Outpatient procedures and elective surgeries are the bread and butter of rural hospitals, says Tanya Carroccio, chief quality officer at Gila Regional Medical Center in Silver City. But a March 25 public health order intended to ensure adequate hospital beds, supplies and equipment to treat COVID-19 patients banned such “nonessential” procedures. Richard Stokes, interim CEO and CFO at Gila Regional, says his hospital has seen a 65% drop in diagnostic services such as endoscopies and colonoscopies. David Ward, CEO of Nor-Lea hospital in Lovington, told Journal investigative reporter Colleen Heild for Sunday’s story that Nor-Lea has seen a 57% drop in patient volume after suspending its orthopedics, nephrology and urology specialty outpatient clinics.
Even the state’s larger hospitals have hit the breaking point. Lovelace Health System said Tuesday about 630 employees will see their hours or pay cut or be furloughed. Christus St. Vincent Regional Medical Center in Santa Fe is placing 300 employees — about 14% of its associates — on temporary leave. Both Memorial Medical Center and Mountain View Regional Medical Center in Las Cruces are cutting back on staff.

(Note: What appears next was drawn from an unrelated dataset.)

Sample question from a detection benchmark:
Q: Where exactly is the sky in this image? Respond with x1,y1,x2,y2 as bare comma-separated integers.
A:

House Republican leader Jim Townsend told the Journal recently Artesia General Hospital, where the state’s first COVID-19 fatality occurred, is losing around $150,000 a day. The parent company for Mimbres Memorial Hospital filed for Chapter 11 bankruptcy restructuring last week but pledged to keep the 25-bed Deming hospital open for business. Jeff Dye, president of the New Mexico Hospital Association, says complying with the public health order is “absolutely” the right thing to do, but it’s devastating hospitals. The association estimates the loss to hospitals statewide could hit $200 million a month unless emergency funds can be tapped.
Rural hospitals are essential in New Mexico, geographically the fifth largest state in the nation. Many cities only have one. We can’t afford to lose any of them. Closing the only hospital in town would be akin to closing the only fire station. And publicly scolding them for not simply powering through financial catastrophe is unfair.
Several House Republicans sent a letter to Lujan Grisham this week asking for an adjustment in the emergency order to allow rural hospitals to resume dialysis visits, cancer treatment, physical therapy and other delayed care. Townsend said the blanket order banning nonessential medical services doesn’t work for all communities. It also doesn’t work for patients who want a serious, even life-threatening, condition diagnosed safely and sooner rather than later.
A working plan between hospitals and the Department of Health is desperately needed – during the pandemic and beyond. Too many have been on life support too long, struggling to provide essential health care services. Operating one crisis away from insolvency isn’t healthy for anyone.